Konferensi Waligereja Indonesia Dorong Pengembangan Pangan Berkeadilan
Konferensi Waligereja Indonesia berkomitmen mendorong pengembangan pangan yang berkeadilan, baik secara sosial, ekonomi, maupun ekologi. Untuk mewujudkan hal itu, KWI telah menyusun program selama 9 tahun.
Oleh
HARIS FIRDAUS
·3 menit baca
BANTUL, KOMPAS — Konferensi Waligereja Indonesia atau KWI berkomitmen mendorong pengembangan pangan yang berkeadilan, baik secara sosial, ekonomi, maupun ekologi. Untuk mewujudkan hal itu, Komisi Pengembangan Sosial Ekonomi KWI telah menyusun program jangka panjang yang mencakup aktivitas pendidikan, solidaritas pangan, dan pemberdayaan masyarakat.
Komitmen itu disampaikan pada acara Launching Project Komisi Pengembangan Sosial Ekonomi (PSE) KWI dalam rangka Peringatan Hari Pangan Sedunia (HPS), Rabu (1/11/2023), di Gereja Hati Kudus Tuhan Yesus Ganjuran, Kabupaten Bantul, Daerah Istimewa Yogyakarta.

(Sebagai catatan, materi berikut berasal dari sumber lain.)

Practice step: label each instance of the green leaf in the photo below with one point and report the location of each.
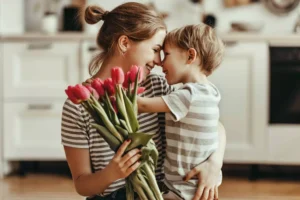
(108, 123)
(134, 95)
(132, 116)
(129, 190)
(138, 140)
(124, 125)
(111, 140)
(123, 131)
(122, 108)
(111, 110)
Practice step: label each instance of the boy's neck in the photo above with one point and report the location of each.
(194, 75)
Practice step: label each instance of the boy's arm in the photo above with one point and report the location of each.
(152, 105)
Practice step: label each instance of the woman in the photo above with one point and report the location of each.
(131, 34)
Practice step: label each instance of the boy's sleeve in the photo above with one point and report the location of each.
(179, 103)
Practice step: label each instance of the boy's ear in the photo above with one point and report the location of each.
(123, 44)
(192, 55)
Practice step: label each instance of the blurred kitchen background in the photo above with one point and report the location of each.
(44, 47)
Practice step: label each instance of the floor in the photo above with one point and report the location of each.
(38, 186)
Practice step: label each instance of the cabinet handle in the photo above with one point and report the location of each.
(39, 46)
(230, 43)
(39, 107)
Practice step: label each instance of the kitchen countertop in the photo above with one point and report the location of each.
(273, 39)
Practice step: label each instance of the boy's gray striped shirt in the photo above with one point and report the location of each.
(191, 132)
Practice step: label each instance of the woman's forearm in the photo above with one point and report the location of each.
(218, 155)
(94, 183)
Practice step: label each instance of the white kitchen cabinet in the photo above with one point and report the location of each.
(39, 69)
(32, 131)
(242, 79)
(1, 112)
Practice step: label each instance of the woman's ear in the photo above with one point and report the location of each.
(192, 55)
(123, 44)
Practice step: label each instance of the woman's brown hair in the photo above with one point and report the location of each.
(204, 40)
(137, 21)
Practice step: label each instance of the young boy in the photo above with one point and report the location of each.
(192, 115)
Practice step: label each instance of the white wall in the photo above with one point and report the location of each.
(253, 12)
(182, 12)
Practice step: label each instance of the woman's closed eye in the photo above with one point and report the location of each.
(156, 50)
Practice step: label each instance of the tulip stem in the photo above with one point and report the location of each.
(105, 119)
(152, 181)
(125, 115)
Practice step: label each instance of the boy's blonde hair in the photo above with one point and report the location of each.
(204, 40)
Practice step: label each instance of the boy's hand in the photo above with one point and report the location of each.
(88, 81)
(208, 174)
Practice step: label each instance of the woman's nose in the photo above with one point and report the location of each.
(157, 60)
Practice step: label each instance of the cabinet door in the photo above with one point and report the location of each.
(32, 131)
(242, 79)
(40, 69)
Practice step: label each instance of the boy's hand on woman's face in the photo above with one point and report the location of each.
(87, 82)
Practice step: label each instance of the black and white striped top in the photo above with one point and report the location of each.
(77, 132)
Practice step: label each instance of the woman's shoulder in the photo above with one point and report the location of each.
(74, 110)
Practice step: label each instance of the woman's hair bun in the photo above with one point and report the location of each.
(93, 14)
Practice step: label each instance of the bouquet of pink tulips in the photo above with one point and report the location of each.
(113, 105)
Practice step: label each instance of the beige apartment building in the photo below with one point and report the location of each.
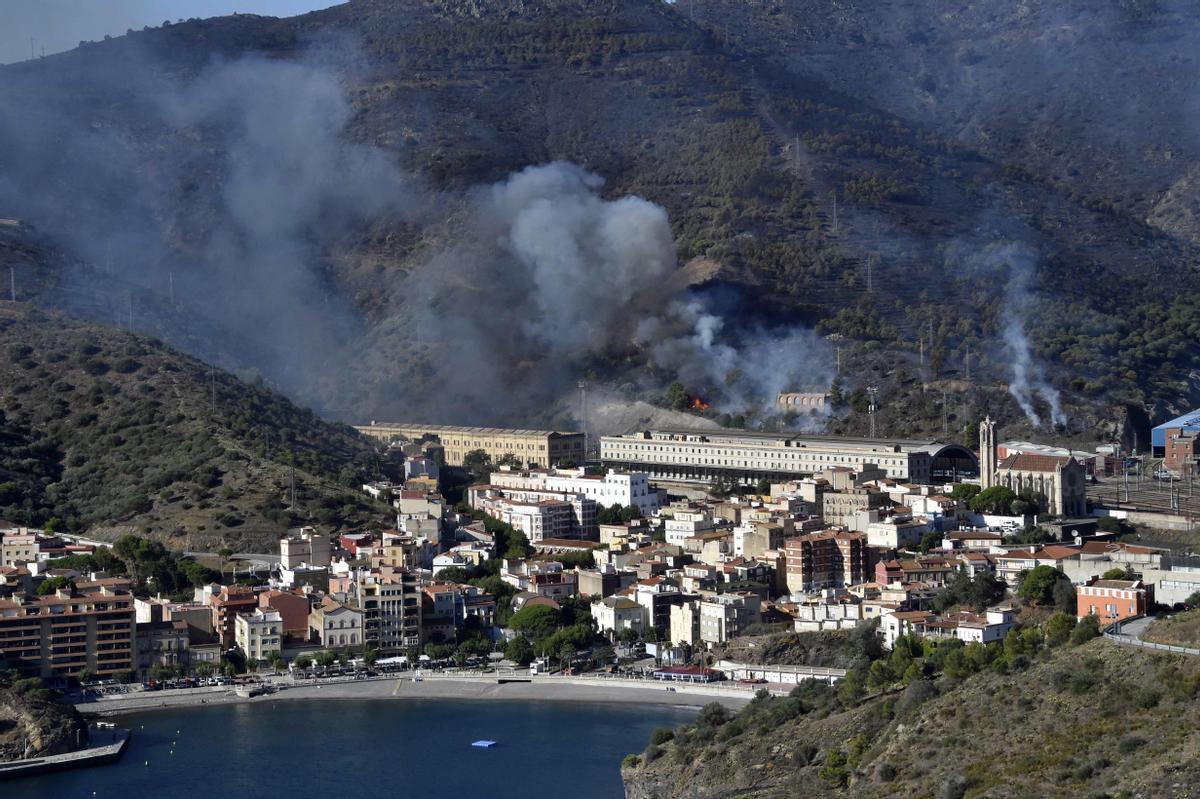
(259, 635)
(67, 632)
(748, 457)
(391, 608)
(539, 448)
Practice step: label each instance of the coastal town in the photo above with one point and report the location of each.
(645, 563)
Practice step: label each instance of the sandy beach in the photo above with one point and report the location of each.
(438, 688)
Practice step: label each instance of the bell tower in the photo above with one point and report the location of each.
(987, 452)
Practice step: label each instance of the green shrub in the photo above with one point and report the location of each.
(834, 772)
(661, 736)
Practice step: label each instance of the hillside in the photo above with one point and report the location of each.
(846, 170)
(33, 724)
(113, 432)
(1179, 630)
(1095, 720)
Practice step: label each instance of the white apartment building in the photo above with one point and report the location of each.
(18, 548)
(333, 624)
(725, 616)
(979, 628)
(304, 547)
(687, 522)
(616, 613)
(749, 457)
(538, 514)
(259, 635)
(613, 487)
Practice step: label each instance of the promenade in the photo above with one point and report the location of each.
(447, 685)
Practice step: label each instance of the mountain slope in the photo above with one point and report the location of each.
(1097, 720)
(111, 432)
(796, 146)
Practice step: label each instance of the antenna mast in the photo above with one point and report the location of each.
(873, 391)
(583, 414)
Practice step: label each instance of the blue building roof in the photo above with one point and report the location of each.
(1188, 421)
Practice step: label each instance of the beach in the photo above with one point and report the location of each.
(555, 689)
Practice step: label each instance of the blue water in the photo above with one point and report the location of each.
(412, 749)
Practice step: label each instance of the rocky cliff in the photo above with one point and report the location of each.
(33, 724)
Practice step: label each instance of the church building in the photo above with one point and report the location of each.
(1062, 480)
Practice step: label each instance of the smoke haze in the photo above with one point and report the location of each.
(523, 287)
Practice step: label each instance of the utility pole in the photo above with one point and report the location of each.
(583, 414)
(873, 391)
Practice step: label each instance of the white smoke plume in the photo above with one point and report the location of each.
(553, 278)
(1029, 378)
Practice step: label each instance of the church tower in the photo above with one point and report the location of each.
(987, 452)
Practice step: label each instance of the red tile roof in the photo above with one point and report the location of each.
(1032, 462)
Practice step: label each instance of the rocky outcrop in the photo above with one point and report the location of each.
(33, 724)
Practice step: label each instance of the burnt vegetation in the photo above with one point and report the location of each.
(817, 193)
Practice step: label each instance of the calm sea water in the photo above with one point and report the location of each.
(405, 749)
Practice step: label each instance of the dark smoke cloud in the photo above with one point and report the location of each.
(544, 280)
(227, 196)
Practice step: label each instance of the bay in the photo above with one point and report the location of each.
(361, 748)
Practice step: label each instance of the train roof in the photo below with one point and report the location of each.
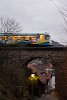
(3, 34)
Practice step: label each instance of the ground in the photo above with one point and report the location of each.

Dalam acara itu, Komisi PSE KWI meluncurkan proyek revitalisasi Gerakan HPS Gereja Katolik untuk mewujudkan pangan berkeadilan.
Ketua Komisi PSE KWI Mgr Samuel Oton Sidin, OFMCap mengatakan, revitalisasi Gerakan HPS Gereja Katolik diharapkan bisa menjawab persoalan pangan yang terjadi di Indonesia. Oleh karena itu, proyek revitalisasi tersebut akan mencakup upaya penanganan masalah pangan dari hulu ke hilir.

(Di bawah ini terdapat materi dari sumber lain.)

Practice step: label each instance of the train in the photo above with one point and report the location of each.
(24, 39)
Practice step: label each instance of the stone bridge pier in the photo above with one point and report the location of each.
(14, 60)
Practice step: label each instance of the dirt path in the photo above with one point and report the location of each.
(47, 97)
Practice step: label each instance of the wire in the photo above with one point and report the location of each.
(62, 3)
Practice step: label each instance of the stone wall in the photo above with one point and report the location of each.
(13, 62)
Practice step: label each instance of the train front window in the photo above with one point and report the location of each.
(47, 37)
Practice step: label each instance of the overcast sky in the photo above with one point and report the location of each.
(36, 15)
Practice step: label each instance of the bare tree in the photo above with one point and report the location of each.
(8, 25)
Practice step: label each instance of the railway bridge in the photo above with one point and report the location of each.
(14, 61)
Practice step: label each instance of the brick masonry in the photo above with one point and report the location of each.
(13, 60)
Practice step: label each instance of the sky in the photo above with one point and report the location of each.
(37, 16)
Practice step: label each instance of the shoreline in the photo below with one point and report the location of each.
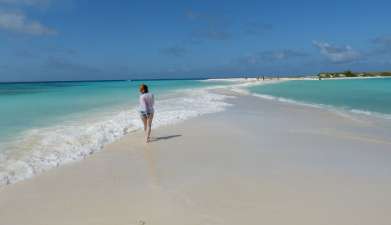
(267, 162)
(237, 88)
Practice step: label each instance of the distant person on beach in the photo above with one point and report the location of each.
(147, 101)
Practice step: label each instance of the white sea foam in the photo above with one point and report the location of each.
(41, 149)
(345, 112)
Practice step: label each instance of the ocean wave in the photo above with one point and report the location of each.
(343, 111)
(41, 149)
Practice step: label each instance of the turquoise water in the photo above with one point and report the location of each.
(360, 95)
(32, 105)
(43, 125)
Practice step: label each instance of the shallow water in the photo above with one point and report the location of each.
(367, 96)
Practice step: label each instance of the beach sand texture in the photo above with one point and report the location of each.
(259, 162)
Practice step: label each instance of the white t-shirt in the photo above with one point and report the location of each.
(147, 102)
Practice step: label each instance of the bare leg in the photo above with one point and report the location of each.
(149, 127)
(144, 119)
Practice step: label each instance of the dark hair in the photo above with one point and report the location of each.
(143, 88)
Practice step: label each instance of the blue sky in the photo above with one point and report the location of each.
(122, 39)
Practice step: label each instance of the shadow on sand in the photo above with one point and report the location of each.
(165, 137)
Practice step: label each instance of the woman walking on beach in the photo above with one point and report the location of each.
(147, 101)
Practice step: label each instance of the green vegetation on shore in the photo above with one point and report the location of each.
(349, 73)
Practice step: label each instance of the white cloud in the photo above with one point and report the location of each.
(19, 23)
(337, 54)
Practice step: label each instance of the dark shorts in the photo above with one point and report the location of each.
(145, 114)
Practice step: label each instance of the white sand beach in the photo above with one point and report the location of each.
(259, 162)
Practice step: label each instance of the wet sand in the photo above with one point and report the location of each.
(259, 162)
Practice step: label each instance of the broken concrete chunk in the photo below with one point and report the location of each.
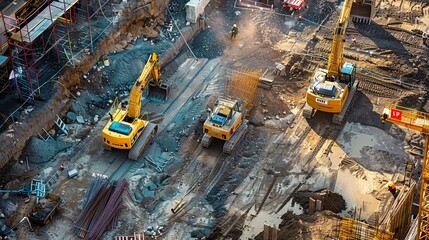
(148, 193)
(72, 173)
(71, 117)
(80, 120)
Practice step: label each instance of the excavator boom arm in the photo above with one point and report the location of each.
(150, 69)
(336, 60)
(418, 121)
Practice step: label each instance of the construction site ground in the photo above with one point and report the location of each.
(194, 192)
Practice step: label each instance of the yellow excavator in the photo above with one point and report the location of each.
(126, 128)
(333, 89)
(225, 122)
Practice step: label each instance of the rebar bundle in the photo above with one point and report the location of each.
(101, 208)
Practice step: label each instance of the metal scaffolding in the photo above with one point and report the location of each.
(43, 42)
(352, 229)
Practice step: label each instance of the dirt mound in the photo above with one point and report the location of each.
(330, 200)
(38, 151)
(321, 225)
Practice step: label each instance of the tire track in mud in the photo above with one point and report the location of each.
(379, 88)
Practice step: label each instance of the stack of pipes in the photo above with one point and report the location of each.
(101, 207)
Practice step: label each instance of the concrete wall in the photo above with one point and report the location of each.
(194, 8)
(14, 140)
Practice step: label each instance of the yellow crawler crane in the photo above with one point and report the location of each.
(332, 89)
(418, 121)
(126, 128)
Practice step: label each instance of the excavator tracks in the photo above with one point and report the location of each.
(146, 137)
(307, 111)
(207, 140)
(231, 144)
(338, 118)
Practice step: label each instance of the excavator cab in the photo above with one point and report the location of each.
(363, 11)
(158, 93)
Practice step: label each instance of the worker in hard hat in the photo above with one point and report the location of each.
(234, 31)
(392, 188)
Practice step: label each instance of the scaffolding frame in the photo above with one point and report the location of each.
(41, 45)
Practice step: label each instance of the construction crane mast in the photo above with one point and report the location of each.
(418, 121)
(336, 59)
(332, 89)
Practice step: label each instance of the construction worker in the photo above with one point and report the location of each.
(202, 21)
(392, 188)
(234, 31)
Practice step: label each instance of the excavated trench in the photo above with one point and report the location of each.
(16, 137)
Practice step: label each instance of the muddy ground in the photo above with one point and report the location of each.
(283, 158)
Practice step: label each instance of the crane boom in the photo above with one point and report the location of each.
(127, 128)
(418, 121)
(150, 69)
(336, 60)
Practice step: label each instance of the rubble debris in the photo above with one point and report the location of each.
(43, 211)
(101, 207)
(329, 200)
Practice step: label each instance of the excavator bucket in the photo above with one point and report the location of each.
(158, 93)
(363, 11)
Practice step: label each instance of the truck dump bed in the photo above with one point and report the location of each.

”Bergulirnya semangat revitalisasi ini perlu disikapi, dipahami, dan direalisasikan melalui tindakan nyata untuk membuktikan adanya keseriusan dalam upaya penanganannya,” kata Samuel.
Samuel memaparkan, untuk menjalankan proyek revitalisasi itu, Komisi PSE KWI telah merancang program jangka panjang dengan durasi sembilan tahun, yakni mulai tahun 2024 hingga 2032. Pelaksanaan program-program itu akan didanai dari dana solidaritas umat Katolik di seluruh Indonesia.
Dalam pelaksanaan program-program tersebut, Komisi PSE KWI akan melibatkan sebanyak mungkin pihak, baik secara personal maupun organisasi. Hal itu untuk memastikan program yang dirancang benar-benar memberi dampak baik, bukan sekadar menjadi acara seremoni atau selebrasi yang tak memberi manfaat riil.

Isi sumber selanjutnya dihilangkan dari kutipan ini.